Robots often rely on a repertoire of previously-learned motion policies for performing tasks of diverse complexities. When facing unseen task conditions or when new task requirements arise, robots must adapt their motion policies accordingly. In this context, policy optimization is the \emph{de facto} paradigm to adapt robot policies as a function of task-specific objectives. Most commonly-used motion policies carry particular structures that are often overlooked in policy optimization algorithms. We instead propose to leverage the structure of probabilistic policies by casting the policy optimization as an optimal transport problem. Specifically, we focus on robot motion policies that build on Gaussian mixture models (GMMs) and formulate the policy optimization as a Wassertein gradient flow over the GMMs space. This naturally allows us to constrain the policy updates via the $L^2$-Wasserstein distance between GMMs to enhance the stability of the policy optimization process. Furthermore, we leverage the geometry of the Bures-Wasserstein manifold to optimize the Gaussian distributions of the GMM policy via Riemannian optimization. We evaluate our approach on common robotic settings: Reaching motions, collision-avoidance behaviors, and multi-goal tasks. Our results show that our method outperforms common policy optimization baselines in terms of task success rate and low-variance solutions.

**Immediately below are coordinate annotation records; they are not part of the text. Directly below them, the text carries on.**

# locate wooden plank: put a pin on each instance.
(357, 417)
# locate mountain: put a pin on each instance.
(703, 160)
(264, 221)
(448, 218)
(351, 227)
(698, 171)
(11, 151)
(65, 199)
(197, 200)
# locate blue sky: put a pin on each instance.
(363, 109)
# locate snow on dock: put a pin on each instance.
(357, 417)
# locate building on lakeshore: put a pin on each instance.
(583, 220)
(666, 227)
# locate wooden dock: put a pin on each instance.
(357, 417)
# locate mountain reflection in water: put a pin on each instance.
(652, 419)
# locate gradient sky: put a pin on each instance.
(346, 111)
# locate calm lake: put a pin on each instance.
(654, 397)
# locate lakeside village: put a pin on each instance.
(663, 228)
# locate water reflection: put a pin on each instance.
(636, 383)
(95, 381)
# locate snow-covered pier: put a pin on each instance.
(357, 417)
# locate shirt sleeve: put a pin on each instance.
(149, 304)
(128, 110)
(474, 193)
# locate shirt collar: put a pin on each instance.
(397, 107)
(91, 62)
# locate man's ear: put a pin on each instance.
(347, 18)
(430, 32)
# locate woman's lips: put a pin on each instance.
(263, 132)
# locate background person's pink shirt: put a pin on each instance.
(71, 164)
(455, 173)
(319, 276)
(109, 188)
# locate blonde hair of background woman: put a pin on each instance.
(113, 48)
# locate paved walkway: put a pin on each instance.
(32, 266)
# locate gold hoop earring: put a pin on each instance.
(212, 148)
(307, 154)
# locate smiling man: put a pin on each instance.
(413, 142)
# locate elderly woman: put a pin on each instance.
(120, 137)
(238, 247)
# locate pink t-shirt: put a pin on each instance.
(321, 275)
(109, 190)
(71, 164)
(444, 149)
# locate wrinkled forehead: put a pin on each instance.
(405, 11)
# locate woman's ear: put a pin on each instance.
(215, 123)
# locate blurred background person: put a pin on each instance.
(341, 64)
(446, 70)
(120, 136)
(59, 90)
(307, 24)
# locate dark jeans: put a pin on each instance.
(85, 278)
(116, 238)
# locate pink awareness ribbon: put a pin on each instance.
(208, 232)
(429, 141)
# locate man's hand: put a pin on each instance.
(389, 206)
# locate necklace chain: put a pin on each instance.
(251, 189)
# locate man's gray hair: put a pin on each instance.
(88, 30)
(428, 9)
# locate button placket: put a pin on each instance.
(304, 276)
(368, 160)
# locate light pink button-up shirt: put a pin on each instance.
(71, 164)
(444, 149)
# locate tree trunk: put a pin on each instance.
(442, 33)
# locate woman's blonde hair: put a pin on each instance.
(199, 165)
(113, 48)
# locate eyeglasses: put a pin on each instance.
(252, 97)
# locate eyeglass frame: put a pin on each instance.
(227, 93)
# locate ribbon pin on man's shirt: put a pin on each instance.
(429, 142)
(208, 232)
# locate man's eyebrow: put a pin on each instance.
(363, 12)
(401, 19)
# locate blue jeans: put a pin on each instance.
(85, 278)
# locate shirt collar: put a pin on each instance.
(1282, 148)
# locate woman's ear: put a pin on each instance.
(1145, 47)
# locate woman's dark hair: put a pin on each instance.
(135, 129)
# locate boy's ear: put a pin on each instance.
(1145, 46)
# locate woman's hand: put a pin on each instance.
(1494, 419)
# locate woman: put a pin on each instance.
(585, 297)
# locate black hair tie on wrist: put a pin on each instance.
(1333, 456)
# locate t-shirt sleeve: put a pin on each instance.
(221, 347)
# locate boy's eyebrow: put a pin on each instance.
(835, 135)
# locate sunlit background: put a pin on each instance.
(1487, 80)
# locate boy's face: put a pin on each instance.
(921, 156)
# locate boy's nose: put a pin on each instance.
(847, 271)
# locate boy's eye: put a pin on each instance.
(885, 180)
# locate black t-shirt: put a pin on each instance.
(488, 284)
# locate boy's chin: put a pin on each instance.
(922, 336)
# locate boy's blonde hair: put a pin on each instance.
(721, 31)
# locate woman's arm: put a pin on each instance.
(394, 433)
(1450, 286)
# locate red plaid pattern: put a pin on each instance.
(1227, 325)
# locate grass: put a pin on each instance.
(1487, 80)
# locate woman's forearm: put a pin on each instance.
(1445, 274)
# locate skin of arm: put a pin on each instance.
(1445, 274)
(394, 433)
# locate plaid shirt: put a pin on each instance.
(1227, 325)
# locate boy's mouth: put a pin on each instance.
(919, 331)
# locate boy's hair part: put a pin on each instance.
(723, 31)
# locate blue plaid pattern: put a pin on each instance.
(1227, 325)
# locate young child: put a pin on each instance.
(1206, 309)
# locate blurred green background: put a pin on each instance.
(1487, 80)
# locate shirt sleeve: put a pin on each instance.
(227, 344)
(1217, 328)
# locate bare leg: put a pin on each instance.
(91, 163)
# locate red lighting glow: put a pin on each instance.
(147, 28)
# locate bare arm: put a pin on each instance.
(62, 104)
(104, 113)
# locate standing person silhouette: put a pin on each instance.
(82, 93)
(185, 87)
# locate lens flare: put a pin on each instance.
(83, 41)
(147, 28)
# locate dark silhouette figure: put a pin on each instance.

翻译：机器人通常依赖先前学习到的运动策略库来执行不同复杂度的任务。当面对未见过的任务条件或出现新任务需求时，机器人必须相应调整其运动策略。在此背景下，策略优化是依据任务特定目标调整机器人策略的事实标准范式。最常用的运动策略具有特定结构，而这些结构在策略优化算法中常被忽视。我们转而提出通过将策略优化建模为最优输运问题来利用概率策略的结构特性。具体而言，我们聚焦于基于高斯混合模型（GMM）的机器人运动策略，并将策略优化表述为GMM空间上的Wasserstein梯度流。这自然使我们能够通过GMM之间的$L^2$-Wasserstein距离约束策略更新，从而增强策略优化过程的稳定性。此外，我们利用Bures-Wasserstein流形的几何结构，通过黎曼优化方法优化GMM策略的高斯分布。我们在常见机器人场景中评估了该方法：到达运动、避碰行为以及多目标任务。结果表明，我们的方法在任务成功率和低方差解方面优于常见的策略优化基准方法。